Over time things start to get bigger and if you’re not careful, then you basically find yourself in that situation that my old client did where they just woke up one day to a bill that they were not necessarily expecting. It’s also possible in a development sense where you’re just duplicating environments, backing up things, restoring it over here, playing around, but you don’t do a full clean up every time. And so you end up with directories and code and examples and samples and tests and they just start to accumulate if somebody isn’t pruning them or properly managing them. That’s just life in the development world, right? So we’re going to talk about a number of items in this video, in the following videos in terms of how you’re going to get a handle on costs.

So I think the first place we can start is the Azure pricing calculator. So you can go to the pricing calculator online. It has a very shopping cart model where you add services to your basket, you set the configurations and it will give you an estimate based on your best guess of what it’s going to come to. Now you can see when you go from standard storage to premium storage, what the difference in pricing is, or if you end up with four of this server instead of two of that server, what the side by side comparison is. So basically being able to compare actual estimated costs is very helpful. Now, estimating is an imperfect science and it’s very hard to know in advance how much CPU you’re going to use, how many executions, how much bandwidth.

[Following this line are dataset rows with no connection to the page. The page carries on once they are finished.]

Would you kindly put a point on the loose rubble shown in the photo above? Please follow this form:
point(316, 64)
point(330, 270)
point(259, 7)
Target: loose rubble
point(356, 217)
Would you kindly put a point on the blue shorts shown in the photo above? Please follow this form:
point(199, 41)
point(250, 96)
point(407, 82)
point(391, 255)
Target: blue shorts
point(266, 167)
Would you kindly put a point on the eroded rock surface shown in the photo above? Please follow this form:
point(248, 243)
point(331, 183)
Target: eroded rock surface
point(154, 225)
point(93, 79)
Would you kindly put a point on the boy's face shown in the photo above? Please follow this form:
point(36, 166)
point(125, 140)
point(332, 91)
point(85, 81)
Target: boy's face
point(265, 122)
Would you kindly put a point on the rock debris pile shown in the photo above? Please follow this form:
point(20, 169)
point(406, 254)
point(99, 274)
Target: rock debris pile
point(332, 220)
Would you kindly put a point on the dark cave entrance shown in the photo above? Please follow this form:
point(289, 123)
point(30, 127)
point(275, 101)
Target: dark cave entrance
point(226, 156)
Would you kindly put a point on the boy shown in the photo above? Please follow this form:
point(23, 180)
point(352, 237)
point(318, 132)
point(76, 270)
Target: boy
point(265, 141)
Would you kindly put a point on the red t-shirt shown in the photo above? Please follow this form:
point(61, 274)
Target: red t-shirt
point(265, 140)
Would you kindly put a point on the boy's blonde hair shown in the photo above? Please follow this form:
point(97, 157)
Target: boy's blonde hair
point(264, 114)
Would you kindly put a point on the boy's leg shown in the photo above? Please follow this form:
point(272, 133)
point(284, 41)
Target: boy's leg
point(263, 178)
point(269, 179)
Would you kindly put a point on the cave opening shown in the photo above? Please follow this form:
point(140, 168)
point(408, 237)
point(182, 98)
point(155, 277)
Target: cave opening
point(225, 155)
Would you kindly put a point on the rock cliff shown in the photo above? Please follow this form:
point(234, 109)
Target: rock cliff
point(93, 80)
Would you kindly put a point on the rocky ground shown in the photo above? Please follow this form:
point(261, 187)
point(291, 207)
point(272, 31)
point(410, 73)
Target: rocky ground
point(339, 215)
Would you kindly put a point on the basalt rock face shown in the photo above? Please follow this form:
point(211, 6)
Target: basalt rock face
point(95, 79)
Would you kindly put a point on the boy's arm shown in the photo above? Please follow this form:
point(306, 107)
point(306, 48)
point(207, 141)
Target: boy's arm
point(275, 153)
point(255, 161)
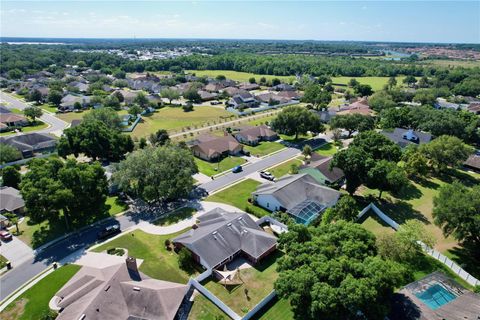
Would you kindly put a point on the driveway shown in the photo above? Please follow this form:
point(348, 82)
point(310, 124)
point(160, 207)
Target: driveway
point(56, 126)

You can only make rough guesses, but as long as those guesses are consistent, then you should be able to go into the pricing calculator and make an educated guess and compare apples to apples. So why don’t we fire up the pricing calculator, have a look at an example. So if you go to the Azure website at Azure Microsoft. com, you’ll find pricing as a top level menu item along the top. It’s also accessible when you’re in the docs website. And if you open up this menu, you will see four areas of interest. The first area is just a list of the pricing, how each of the Azure services is charged, understanding that a service is not just charged based on one metric, that there might be two or three other metrics that are charged. And each of them are charged independently. For example, CPU utilization, number of executions, the amount of storage, the amount of bandwidth, the IP addresses you’ve reserved.

Those are all things that have independent pricing. Azure Cost Optimization exactly what we’re talking about. So this is learn how to manage and optimize your cloud spending. Pricing calculator is what we’re interested in. This is the page that we’re on right now. And we’re also going to talk about the total cost of ownership calculator. Because running Compute Services into the cloud, you’re not only saving the difference between the price of the hosting it yourself, but you’re also saving the time, the effort, having people on staff, the electricity, the Internet, et cetera. So there’s a lot of things that go into the cost of running your own services besides the per hour charge you might get charged. So we’re on the pricing calculator.

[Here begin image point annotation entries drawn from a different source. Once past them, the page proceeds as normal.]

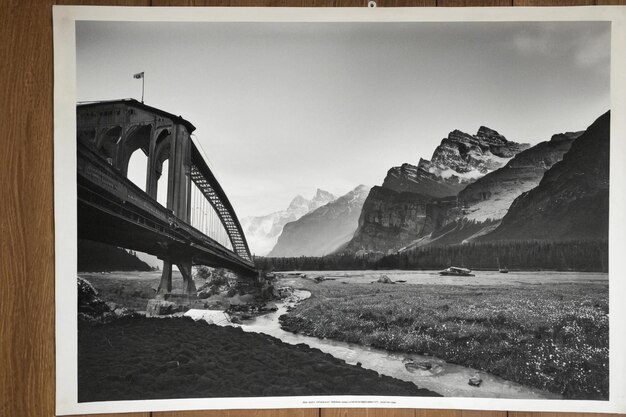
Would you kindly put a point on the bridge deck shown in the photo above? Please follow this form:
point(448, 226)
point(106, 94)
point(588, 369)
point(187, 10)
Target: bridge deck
point(113, 210)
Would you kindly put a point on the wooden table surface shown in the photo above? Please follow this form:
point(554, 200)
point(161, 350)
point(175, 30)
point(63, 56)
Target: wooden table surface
point(26, 224)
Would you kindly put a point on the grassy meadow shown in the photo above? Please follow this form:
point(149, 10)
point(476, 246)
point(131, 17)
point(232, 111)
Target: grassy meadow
point(549, 336)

Now, there are some example scenarios if we just want to see. But what I wanted to show you was this shopping cart metaphor. Let’s say we want to compare the price of two different virtual machines. You might want two of one type of server and three of another type of server. I can click on virtual machine and you can see it says Virtual machines added. So if I scroll down, we’ll see that it’s added one virtual machine into my estimate. Now in this particular case, let’s say I wanted to compare this. Let’s say it’s a D eight server, and I’m going to need two of them. Okay? It’s a windows machine in the West US. Region. I’m not having additional services on top. So this is all pretty standard pay as you go licensing license are going to pay for it. And so we can see here for two virtual machines, it’s coming up with $1191 per month. Okay, now I can then compare so there’s a way of duplicating the service. And so if you click this clone button, we’ve now added another virtual machines to the bottom. But in case I want to do three virtual machines that are less powerful. So let’s say D four S, so half the CPUs, but three of them instead of two of them, I leave everything else the same.

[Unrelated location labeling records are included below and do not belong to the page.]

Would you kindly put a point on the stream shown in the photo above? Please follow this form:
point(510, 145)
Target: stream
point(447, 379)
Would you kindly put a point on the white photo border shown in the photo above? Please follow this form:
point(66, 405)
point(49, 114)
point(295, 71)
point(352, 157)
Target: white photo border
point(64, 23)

And I can see the difference right away that I’m saving a couple of $100. So sort of a side by side comparison, that is $300 in savings by using three D Four servers as opposed to servers. This is the kind of thing you can do to optimize your cost by seeing one thing versus another. And this doesn’t take, of course, everything into account, but you can sort of see where your savings are at right within the support calculator, right within the pricing calculator. Now, of course, with any application, you do have to know that you’re going to be using storage alongside of this. You’re going to be using brand width, things like that. So maybe there’s some additional costs that come in here, but comparing the two servers shouldn’t change the amount of storage or the amount of bandwidth, right. So that’s still an apples to apples comparison. So this is the Azure pricing calculator. Definitely worth checking out. And you can start to play with maybe compare a virtual machine to a web app, et cetera, and see what the virtual differences are between prices of even the style of development.

4. Refactor / Rearchitect

Something that is sometimes overlooked when we’re talking about reducing costs is that sometimes it’s your design decisions and your coding that lead to excessive costs. And so you’ve chosen perhaps to create a monolithic application that runs on a massive server that needs to be running twenty four seven. And if you, you had chosen a different design, let’s say you chosen a micro services framework, then perhaps you would require less powerful servers and less of them as an example. And so sometimes you just have to say, you know what, this application is too big, too cumbersome. Scaling it is too tough and we do have to break it apart and do some redesign.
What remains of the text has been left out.